Saímos com um pouco de atraso, em grupos distintos e bem distribuídos, eu, Ruperto, Ivan, Rogers, Rosi, Miranda, Amâncio, Francisco, Fábio Linhares, Flávia e Sol, pedalando até a balsa no Mosqueiro. O dia estava bonito para se pedalar, nublado com nuvens altas...

Faltava um terço do caminho para chegarmos à balsa, quando o Paulo Carneiro a nós se juntou. Pouco antes havia encontrado Vovô Djalma, que comprava algumas frutas frescas à beira do caminho; estava de volta, num passeio solitário até o nosso gostoso caldo de cana. Parei, conversamos um pouco, mas tive que continuar, pois o grupo já se afastava muito.

Os dois carros de apoio já haviam nos ultrapassado, carregando bicicletas e alguns ciclistas que iriam começar a pedalar somente depois da balsa, como Vinícius, Maíra, Silvia, Luciana, Ana Luiza e Rodrigo, irmão do Fabrício, que também apoiava o passeio.

Chegamos enfim ao Mosqueiro, onde pudemos descansar um pouco, beber água de coco, saborear um caldo de cana e comer um bom pastel, tudo ali feitinho na hora. Vi com alegria que a ponte já está quase terminada, nos acabamentos finais...

Seguimos pela balsa atravessando o rio Vaza Barris, reiniciando nosso caminho numa estrada praticamente vazia, pois a balsa tem o dom de produzir intervalos sem trânsito algum, o que me tranqüilizou com tantos marinheiros de primeira viagem, a pedalar pelo meio da pista. Uma bicicleta será sempre invisível para quem estiver se aproximando veloz de encontro a nós, seja pela frente ou por trás, a piorar quando dois veículos estiverem se cruzando.

Rodovias sem acostamento, são muito perigosas, e perigosíssimas quando o tráfego é intenso; em rodovias, sempre devemos pedalar em fila única ou indiana, o mais humildemente próximos da extremidade, sempre na mão correta, se de dia em cores vistosas, se de noite, devidamente sinalizados.

O caminho era suave, com leve vento de través, pequenas subidas e descidas, até quando chegamos na Caueira, uma praia deserta àquela hora. Mais um ponto de descanso, onde aproveitei para pedir um isotônico gelado e espumante. Agora o passeio seria pela linha de maré, vento às costas até a praia do Abaís, uma delícia mas muito quente pela falta do vento a nos refrescar, pois agora andávamos junto com ele.

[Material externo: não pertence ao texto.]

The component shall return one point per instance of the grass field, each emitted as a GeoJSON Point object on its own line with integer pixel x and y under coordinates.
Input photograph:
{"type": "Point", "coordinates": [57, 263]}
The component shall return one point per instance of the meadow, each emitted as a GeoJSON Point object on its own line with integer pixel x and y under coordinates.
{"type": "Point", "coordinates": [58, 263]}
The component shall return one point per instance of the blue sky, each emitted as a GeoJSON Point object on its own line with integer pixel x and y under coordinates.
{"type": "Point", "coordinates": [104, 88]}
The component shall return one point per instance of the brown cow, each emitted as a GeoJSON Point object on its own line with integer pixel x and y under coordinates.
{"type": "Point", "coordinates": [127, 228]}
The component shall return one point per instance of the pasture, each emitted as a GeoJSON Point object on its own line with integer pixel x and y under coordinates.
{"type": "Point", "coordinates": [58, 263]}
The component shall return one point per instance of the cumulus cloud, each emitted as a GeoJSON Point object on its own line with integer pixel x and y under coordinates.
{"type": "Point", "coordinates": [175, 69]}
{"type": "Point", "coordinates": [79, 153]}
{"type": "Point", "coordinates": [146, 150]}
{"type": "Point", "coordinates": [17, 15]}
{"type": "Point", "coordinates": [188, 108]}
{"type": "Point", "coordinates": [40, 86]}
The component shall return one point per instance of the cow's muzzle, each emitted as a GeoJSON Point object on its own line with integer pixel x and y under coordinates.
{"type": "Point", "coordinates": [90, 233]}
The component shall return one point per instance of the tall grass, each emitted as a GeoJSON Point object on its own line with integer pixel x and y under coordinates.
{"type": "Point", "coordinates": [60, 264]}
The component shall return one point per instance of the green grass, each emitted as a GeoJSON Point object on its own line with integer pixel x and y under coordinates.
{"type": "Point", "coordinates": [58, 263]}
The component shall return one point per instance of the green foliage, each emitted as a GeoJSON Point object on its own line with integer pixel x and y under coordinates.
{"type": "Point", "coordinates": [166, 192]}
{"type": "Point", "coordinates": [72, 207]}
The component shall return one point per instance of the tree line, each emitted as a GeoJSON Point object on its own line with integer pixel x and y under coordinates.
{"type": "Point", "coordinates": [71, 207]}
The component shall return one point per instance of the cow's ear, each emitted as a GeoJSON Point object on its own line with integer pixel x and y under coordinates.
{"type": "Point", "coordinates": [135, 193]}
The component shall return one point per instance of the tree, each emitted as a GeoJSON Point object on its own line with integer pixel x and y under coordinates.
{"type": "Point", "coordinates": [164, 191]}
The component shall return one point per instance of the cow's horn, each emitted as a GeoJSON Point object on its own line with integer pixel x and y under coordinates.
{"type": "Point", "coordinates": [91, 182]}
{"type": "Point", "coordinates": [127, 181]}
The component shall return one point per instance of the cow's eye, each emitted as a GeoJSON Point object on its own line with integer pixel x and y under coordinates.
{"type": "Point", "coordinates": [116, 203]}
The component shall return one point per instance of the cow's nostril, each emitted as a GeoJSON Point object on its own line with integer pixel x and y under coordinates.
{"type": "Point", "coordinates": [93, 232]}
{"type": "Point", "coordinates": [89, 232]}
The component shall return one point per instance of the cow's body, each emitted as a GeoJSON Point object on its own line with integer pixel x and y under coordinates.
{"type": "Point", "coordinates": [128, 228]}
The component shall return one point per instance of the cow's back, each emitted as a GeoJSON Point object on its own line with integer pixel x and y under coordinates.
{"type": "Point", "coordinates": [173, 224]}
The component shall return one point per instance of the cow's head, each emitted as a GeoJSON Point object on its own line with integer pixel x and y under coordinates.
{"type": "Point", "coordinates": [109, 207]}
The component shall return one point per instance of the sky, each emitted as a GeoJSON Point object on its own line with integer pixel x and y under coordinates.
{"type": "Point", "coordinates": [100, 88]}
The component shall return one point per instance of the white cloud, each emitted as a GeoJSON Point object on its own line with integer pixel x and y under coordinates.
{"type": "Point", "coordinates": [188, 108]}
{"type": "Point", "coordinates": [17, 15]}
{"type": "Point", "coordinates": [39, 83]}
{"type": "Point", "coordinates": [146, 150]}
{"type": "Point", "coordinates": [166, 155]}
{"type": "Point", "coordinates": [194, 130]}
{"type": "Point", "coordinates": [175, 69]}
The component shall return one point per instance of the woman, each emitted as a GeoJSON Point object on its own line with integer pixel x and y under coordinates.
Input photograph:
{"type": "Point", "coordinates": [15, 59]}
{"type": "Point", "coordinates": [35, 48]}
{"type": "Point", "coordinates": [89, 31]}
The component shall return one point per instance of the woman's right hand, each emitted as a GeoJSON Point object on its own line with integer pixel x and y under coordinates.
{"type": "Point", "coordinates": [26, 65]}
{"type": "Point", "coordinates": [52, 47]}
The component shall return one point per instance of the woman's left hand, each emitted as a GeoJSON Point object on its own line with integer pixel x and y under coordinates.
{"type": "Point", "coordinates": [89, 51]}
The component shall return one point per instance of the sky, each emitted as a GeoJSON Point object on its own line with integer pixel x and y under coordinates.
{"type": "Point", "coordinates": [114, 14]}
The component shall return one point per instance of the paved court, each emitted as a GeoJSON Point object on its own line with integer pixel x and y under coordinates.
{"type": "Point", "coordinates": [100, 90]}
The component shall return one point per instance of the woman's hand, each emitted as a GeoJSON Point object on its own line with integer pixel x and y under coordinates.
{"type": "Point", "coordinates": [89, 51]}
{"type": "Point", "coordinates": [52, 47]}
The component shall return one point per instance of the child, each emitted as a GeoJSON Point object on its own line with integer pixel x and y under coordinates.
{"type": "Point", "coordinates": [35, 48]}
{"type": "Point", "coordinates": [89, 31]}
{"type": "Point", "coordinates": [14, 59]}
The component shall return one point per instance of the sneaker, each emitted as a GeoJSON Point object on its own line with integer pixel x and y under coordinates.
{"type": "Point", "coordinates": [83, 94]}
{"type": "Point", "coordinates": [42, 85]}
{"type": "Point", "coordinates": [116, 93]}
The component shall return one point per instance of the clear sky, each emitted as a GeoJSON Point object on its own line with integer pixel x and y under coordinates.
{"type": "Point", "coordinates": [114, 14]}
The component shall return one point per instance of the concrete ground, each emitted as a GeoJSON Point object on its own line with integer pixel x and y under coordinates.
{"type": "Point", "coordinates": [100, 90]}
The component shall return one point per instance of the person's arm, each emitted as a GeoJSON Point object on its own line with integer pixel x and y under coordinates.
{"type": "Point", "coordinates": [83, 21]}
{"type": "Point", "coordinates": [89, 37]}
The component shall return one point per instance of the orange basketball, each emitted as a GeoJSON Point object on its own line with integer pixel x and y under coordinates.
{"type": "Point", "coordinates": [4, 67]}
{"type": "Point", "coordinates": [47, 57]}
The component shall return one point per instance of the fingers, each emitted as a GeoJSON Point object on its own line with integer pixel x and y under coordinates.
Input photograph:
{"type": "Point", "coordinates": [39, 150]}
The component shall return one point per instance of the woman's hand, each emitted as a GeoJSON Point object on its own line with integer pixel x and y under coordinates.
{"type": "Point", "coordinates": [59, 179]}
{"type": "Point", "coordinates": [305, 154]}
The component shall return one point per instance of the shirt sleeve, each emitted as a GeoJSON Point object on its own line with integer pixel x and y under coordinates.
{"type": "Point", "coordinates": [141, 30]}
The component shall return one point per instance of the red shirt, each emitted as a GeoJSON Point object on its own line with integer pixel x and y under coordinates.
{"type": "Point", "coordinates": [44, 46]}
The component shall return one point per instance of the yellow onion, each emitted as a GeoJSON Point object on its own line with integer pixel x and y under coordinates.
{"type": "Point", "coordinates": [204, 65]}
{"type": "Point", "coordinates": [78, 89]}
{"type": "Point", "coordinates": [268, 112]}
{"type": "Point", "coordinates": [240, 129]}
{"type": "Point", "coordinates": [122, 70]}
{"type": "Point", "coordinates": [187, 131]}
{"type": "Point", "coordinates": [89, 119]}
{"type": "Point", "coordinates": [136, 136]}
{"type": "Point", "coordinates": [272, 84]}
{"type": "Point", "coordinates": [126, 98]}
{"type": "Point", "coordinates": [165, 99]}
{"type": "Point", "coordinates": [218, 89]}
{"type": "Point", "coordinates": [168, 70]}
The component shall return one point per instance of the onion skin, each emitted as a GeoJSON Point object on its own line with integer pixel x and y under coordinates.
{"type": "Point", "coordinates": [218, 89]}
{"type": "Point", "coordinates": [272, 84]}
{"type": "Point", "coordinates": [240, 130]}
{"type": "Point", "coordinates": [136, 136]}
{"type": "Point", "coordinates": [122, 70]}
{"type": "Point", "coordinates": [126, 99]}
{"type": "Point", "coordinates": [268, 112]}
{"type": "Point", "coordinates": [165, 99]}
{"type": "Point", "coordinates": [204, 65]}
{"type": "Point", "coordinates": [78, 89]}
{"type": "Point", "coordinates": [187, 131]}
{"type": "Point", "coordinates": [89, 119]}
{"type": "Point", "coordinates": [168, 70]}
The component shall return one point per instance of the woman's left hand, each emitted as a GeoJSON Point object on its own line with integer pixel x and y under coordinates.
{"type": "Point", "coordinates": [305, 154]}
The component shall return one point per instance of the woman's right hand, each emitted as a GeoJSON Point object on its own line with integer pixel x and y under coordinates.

Não resisti a tanto sossego e logo me lembrei de Carlos Núñez, e comecei a tocar o Castro da Moura em minha cabeça, uma música linda a perdurar. A maré vazante, em ziguezague despejava suas carícias brandas, pela areia agora desnudada...

Lembrei do tempo em que praticava coordenação em vôo, e logo estava seguindo em ziguezague, acompanhando cada vez mais veloz, meus cânions imaginários, até que percebi um urubu e parti para cima dele, num ponto mais elevado, lá onde dá trabalho para a espuma chegar.

A ave notando minha aproximação, começou pesada a correr, mas com vento de cauda, passou pequeno apuro até alçar seu majestoso vôo, que em volta suave e plana, já lá em cima em segurança, passando por mim deve ter lançado alguma praga...

Descobri uma velha galhada, náufraga na areia semi-enterrada; decidi aproveitá-la para mais bonita tornar minha amiga magrinha. Olhei para trás e misturados à névoa salina, seis cavaleiros se aproximavam. Resolvi esperá-los e por alguns instantes os acompanhei, até que vislumbrei alguém correndo a empurrar uma bicicleta, atletismo diferente, e para lá me dirigi.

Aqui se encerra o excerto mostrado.